In fact, what the SNP's nationalism is based on - as with most sub-state nationalisms in the Western world - is not ethnicity, but culture and identity. If anything, that's more insipid. Whilst you can't really blame someone for being of a different race, the SNP are happy to blame people for being culturally British or identifying with being British. As far as they're concerned, we essentially choose to be the enemy.
Original post by L i b
Scottish nationalism isn't civic. Civic nationalism is a term used to refer to liberal nationalism, an attachment between people and the civic structures of the state. I wouldn't even consider that really nationalism as such.

In fact, what the SNP's nationalism is based on - as with most sub-state nationalisms in the Western world - is not ethnicity, but culture and identity. If anything, that's more insipid. Whilst you can't really blame someone for being of a different race, the SNP are happy to blame people for being culturally British or identifying with being British. As far as they're concerned, we essentially choose to be the enemy.


I really think you're reading too much into the consequences of nationalism as you see it. I like to think that Scottish politics is progressive enough to not deal in absolutes. I also think a bunch of SNP members and politicians are originally English.
Reply 34
Original post by Studentus-anonymous
The Scotii were an Irish tribe of Ulster who extended their territories across to Kintyre and some of the western isles and Scottish mainland. I can't remember exactly but the accepted wisdom is that while the kingdom became known as Scotland, they were at best politically in control, as the Picts out-numbered them quite a bit, which makes it interesting that Scotland adopted the Gaelic from the Scotii.


I seem to recall a story about some princes of the then-joined Gaelic/Pictish kingdom having to bugger off to live with some family in Ireland during their youth and coming back as fully-fledged Gaels. Whether that's true or accurately remembered, I suspect your point about those being politically in control getting to choose is quite correct.

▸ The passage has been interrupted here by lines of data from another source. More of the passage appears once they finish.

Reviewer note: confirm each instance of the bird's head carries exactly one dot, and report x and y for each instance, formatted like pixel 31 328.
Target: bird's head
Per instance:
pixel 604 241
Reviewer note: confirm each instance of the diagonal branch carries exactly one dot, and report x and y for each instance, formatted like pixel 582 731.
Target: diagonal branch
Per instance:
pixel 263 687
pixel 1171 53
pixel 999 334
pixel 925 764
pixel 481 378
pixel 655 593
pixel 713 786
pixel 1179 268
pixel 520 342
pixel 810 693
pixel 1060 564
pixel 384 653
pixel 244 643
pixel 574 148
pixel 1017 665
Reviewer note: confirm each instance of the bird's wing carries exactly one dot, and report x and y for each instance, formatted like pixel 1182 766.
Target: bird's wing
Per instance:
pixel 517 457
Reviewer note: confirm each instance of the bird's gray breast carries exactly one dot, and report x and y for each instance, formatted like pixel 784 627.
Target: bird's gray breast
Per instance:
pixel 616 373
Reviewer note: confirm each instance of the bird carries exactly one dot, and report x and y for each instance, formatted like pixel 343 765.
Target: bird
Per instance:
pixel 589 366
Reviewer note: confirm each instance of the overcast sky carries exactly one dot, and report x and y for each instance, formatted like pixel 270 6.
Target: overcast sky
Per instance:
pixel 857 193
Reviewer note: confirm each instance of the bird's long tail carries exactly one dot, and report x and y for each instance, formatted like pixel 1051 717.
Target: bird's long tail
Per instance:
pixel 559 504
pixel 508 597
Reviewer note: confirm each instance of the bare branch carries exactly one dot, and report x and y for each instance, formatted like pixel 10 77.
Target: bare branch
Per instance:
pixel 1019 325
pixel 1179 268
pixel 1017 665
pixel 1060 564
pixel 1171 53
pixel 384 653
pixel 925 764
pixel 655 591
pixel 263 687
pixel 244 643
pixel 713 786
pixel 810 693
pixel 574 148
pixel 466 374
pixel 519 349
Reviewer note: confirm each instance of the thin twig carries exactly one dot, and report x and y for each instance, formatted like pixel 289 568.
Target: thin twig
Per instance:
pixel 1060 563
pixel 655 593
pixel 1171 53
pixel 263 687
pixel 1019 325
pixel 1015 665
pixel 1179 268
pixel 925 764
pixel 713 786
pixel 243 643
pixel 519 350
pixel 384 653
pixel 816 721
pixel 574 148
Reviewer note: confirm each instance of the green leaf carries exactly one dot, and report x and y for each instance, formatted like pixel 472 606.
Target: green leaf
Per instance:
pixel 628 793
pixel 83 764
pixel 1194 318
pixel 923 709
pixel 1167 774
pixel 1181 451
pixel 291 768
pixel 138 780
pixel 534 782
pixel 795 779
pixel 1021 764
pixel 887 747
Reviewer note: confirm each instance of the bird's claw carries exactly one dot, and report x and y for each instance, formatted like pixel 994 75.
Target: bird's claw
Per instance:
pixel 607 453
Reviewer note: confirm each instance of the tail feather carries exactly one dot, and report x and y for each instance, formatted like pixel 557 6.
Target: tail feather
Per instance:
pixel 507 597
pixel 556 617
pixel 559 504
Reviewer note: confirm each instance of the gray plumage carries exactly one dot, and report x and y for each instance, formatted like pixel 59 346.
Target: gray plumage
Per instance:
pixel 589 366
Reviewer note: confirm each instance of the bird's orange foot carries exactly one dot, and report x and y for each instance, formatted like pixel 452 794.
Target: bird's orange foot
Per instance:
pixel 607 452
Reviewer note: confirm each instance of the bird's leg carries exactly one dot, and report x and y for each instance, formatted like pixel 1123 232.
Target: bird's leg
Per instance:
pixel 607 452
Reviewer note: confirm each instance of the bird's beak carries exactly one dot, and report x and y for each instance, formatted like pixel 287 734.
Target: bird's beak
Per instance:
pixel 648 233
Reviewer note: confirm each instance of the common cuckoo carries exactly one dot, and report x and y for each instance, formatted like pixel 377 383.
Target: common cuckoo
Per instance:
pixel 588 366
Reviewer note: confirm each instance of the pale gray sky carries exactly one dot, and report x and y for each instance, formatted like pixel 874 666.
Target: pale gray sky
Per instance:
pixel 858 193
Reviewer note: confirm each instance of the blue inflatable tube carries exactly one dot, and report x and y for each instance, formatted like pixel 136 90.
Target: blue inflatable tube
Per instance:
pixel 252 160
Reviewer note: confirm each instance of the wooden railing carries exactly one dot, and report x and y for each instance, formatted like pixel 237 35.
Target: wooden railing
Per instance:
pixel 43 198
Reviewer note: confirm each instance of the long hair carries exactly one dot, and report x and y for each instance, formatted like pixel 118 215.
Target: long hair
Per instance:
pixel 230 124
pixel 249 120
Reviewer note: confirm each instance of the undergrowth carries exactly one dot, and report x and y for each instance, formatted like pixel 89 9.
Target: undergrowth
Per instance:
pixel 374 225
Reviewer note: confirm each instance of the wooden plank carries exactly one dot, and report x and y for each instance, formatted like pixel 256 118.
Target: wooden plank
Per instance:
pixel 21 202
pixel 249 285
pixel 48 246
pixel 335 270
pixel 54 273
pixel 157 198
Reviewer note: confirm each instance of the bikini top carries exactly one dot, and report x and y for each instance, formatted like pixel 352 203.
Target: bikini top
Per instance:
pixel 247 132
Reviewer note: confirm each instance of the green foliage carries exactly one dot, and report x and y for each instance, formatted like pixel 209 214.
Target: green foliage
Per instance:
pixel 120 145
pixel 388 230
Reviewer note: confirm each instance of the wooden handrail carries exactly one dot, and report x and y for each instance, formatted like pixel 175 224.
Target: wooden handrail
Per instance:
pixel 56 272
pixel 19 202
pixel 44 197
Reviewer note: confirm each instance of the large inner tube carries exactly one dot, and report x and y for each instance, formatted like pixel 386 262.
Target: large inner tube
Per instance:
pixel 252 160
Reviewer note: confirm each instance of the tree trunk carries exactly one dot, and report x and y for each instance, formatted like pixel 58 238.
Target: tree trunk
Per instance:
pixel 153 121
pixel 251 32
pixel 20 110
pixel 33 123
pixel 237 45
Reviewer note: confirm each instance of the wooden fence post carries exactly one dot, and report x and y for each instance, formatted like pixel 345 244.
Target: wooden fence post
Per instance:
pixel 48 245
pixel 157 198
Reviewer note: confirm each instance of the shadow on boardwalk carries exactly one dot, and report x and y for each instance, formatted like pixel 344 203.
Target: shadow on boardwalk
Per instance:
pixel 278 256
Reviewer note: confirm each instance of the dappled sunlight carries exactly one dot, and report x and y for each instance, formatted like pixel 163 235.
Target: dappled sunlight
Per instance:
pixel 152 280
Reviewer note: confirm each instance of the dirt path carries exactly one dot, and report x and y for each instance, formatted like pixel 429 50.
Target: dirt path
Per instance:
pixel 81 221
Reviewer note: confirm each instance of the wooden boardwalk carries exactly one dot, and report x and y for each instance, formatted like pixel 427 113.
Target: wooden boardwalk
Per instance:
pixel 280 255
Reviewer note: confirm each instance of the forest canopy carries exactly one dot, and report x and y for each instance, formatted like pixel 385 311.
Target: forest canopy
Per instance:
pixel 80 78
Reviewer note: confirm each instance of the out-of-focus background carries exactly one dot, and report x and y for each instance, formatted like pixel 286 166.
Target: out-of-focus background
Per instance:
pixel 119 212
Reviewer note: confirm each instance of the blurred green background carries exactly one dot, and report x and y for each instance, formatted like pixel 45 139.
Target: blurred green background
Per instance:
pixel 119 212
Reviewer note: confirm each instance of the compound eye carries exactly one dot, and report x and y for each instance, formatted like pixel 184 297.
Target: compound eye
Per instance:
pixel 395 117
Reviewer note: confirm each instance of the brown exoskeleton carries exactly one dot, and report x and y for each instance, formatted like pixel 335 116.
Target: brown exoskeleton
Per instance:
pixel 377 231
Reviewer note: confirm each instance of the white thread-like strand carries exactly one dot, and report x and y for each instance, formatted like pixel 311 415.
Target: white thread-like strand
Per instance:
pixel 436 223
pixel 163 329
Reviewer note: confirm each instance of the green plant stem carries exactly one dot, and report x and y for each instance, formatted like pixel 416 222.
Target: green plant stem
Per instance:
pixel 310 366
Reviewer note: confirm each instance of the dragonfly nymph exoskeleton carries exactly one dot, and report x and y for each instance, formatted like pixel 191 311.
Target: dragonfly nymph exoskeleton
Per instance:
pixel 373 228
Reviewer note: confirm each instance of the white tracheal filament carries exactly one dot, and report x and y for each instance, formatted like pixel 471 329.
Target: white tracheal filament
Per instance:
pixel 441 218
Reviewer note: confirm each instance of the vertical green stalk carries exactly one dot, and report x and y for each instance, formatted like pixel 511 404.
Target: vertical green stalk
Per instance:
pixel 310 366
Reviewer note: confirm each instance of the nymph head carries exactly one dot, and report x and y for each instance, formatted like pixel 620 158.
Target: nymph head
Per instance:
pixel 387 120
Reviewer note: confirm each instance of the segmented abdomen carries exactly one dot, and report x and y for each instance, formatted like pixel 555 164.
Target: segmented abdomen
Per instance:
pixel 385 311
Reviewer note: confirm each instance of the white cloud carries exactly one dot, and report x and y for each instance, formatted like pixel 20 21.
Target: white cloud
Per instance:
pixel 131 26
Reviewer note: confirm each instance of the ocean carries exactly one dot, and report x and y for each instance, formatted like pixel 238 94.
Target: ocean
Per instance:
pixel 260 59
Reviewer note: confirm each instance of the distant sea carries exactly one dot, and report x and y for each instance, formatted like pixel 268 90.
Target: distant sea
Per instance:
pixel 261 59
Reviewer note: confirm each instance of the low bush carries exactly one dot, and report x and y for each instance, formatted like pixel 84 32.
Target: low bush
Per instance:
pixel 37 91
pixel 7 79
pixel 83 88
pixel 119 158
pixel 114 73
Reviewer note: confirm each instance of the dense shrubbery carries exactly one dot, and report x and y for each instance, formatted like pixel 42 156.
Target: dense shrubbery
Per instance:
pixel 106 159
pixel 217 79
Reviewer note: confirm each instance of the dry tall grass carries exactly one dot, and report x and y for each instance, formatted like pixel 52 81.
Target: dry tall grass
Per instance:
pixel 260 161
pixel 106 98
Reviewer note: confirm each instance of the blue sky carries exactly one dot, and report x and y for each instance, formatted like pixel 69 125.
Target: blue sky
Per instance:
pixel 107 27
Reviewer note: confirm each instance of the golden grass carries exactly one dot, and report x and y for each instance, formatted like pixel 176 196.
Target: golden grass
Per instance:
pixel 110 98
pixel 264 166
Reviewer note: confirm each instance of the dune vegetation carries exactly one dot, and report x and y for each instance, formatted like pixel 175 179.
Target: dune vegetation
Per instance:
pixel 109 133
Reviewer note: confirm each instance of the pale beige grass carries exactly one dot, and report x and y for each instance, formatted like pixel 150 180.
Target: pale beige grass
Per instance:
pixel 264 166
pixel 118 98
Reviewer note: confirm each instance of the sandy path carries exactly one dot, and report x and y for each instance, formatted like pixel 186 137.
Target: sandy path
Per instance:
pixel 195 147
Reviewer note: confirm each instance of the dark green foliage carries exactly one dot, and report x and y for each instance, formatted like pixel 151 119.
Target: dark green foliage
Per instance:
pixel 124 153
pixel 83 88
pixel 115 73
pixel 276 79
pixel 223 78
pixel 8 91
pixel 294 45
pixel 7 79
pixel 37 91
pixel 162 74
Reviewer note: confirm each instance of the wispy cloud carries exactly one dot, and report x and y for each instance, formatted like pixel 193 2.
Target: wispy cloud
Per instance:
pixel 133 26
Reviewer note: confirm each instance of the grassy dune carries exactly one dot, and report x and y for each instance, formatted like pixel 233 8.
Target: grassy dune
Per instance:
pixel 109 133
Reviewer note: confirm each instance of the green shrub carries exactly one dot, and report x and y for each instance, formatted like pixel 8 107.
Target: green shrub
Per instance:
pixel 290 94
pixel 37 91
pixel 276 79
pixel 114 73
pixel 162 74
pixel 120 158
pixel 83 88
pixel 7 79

The interesting fact is that the picts and the Scotii were both Celtic peoples, yet history frames the Picts as somehow foreign to other British peoples.


Well, I was under the impression that whilst a common Brythonic language was the main language in the rest of the island, the Picts in the far north spoke a rather different language and were, as such, somewhat foreign.
Reply 35
Scotland: How do you feel that Alex Salmond wants the future of your country to be decided by 16 year olds who can't spell economics without the help of firefox?
Original post by Notethis
Scotland: How do you feel that Alex Salmond wants the future of your country to be decided by 16 year olds who can't spell economics without the help of firefox?


Alex Salmond is a fat moron and I hope he contracts a horrendously vicious form of prostate cancer
Reply 37
Original post by Studentus-anonymous
Indeed.



The interesting fact is that the picts and the Scotii were both Celtic peoples, yet history frames the Picts as somehow foreign to other British peoples.


This may in part be down to language. David Mile, "The Tribes of Britain" on P 181, 2006 edition, states that the Picts spoke a form of P-Celtic whereas their Dal Riata neighbours spoke Q-Celtic, he mentions that St Columba, from Ireland, needed an interpreter.
My Grandmother's from Glasgow. Could I play for Scotland?
(edited 12 years ago)
Original post by L i b


I don't want to live on a country created because, apparently, we are somehow different from other people and unable to work alongside them on a basis of equality. I don't think most young people would. Trying to cast Nationalism as somehow just an administrative action isn't going to be believed by anyone here.


Given this viewpoint, what do you think of the European project? Surely one could draw a parrallel between British exceptionalism and the refusal to engage in it fully, with the Scottish desire for indpendence?

Just interested, as I am very pro-Europe.